Brasiliens Ex-Präsident und Korruption: Lula steht vor Haftstrafe

Lula da Silva muss wohl ins Gefängnis, nachdem das Oberste Gericht den Weg für einen Haftbefehl freimachte. Die Spaltung Brasiliens vertieft sich.

Eine Frau steht in einer Menschenmenge und schreit

In Brasília gingen am Mittwoch Menschen für und gegen den Ex-Staatschef auf die Straße Foto: reuters

RIO DE JANEIRO taz | Brasiliens Ex-Präsident Luiz Inácio Lula da Silva steht kurz vor seiner Inhaftierung. Das Oberste Gericht lehnte den Antrag auf Haftverschonung bis zur Ausschöpfung aller Berufungsoptionen mit knapper Mehrheit ab. Sechs von elf Richter_innen stimmten am Mittwochabend dafür, dass Lula da Silva nach der Verurteilung in zweiter Instanz in Haft kommt.

Im Januar hatte ein Berufungsgericht Lulas Verurteilung wegen Korruption und Geldwäsche bestätigt und das Strafmaß deutlich auf über zwölf Jahre erhöht. Jetzt steht der Ausstellung eines Haftbefehls nichts mehr im Wege. Politisch dürfte das ohnehin angespannte Klima im Land durch den Richterspruch weiter angeheizt werden.
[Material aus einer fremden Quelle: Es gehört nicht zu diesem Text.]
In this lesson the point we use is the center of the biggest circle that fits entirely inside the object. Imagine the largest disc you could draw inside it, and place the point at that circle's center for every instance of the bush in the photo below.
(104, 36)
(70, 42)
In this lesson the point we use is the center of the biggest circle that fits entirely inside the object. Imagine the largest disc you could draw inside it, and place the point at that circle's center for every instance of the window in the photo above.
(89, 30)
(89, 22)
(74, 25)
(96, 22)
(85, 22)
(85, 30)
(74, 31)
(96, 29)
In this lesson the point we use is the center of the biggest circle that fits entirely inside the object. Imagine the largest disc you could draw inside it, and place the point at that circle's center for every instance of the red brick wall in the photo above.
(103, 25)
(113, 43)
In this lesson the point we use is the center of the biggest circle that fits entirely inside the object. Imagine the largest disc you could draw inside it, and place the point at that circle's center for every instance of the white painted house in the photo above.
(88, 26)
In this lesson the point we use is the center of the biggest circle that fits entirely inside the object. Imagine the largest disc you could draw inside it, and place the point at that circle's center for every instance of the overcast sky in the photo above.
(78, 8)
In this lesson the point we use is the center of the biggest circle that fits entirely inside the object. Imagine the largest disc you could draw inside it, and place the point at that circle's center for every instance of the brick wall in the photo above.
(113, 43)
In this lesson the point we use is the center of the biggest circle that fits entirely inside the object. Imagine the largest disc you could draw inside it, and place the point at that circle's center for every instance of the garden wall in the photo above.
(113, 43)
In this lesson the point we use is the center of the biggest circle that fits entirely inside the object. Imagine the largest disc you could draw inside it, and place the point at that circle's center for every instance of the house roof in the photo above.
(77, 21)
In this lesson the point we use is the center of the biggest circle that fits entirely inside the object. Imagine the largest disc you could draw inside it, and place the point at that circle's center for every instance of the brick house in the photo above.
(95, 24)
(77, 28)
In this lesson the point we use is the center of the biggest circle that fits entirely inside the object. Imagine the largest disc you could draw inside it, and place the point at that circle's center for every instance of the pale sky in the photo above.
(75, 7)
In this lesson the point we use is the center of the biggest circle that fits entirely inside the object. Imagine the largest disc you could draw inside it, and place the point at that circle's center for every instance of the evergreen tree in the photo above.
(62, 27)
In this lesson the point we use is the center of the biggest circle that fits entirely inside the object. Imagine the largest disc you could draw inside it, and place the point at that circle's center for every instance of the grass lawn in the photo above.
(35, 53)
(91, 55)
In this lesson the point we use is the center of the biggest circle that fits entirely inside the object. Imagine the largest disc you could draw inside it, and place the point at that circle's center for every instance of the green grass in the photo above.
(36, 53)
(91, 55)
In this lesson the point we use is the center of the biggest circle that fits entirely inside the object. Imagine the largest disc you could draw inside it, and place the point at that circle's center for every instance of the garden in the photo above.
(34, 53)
Lula führt die Umfragen zur Präsidentschaftswahl im Oktober deutlich an. Doch es ist gut möglich, dass das Oberste Wahlgericht seine Kandidatur wegen der Korruptionsverurteilung einkassiert.

Im ganzen Land kommt es seit Dienstag zu Kundgebungen pro und kontra Lula. In der Hauptstadt Brasilia war das Gerichtsgebäude weiträumig abgesperrt, die Polizei trennte die verfeindeten Gruppen. „Ich stehe zu Lula!“ steht auf Plakaten der einen Seite, „Lula hinter Gitter!“ auf der anderen Seite.

Im Gerichtssaal herrschte ebenfalls Uneinigkeit. Obwohl die Standpunkte der Richter_innen weitgehend bekannt waren, wurden lange, juristische verklausulierte Reden gehalten und internationale Vergleiche bemüht. Alle betonten, dass nicht über Lula, sondern über die Auslegung der Verfassung gestritten wurde. Im Kern ging es um die Frage, ob die heute gültige Rechtsprechung, die eine Inhaftierung nach Verurteilung in zweiter Instanz erlaubt, korrekt ist.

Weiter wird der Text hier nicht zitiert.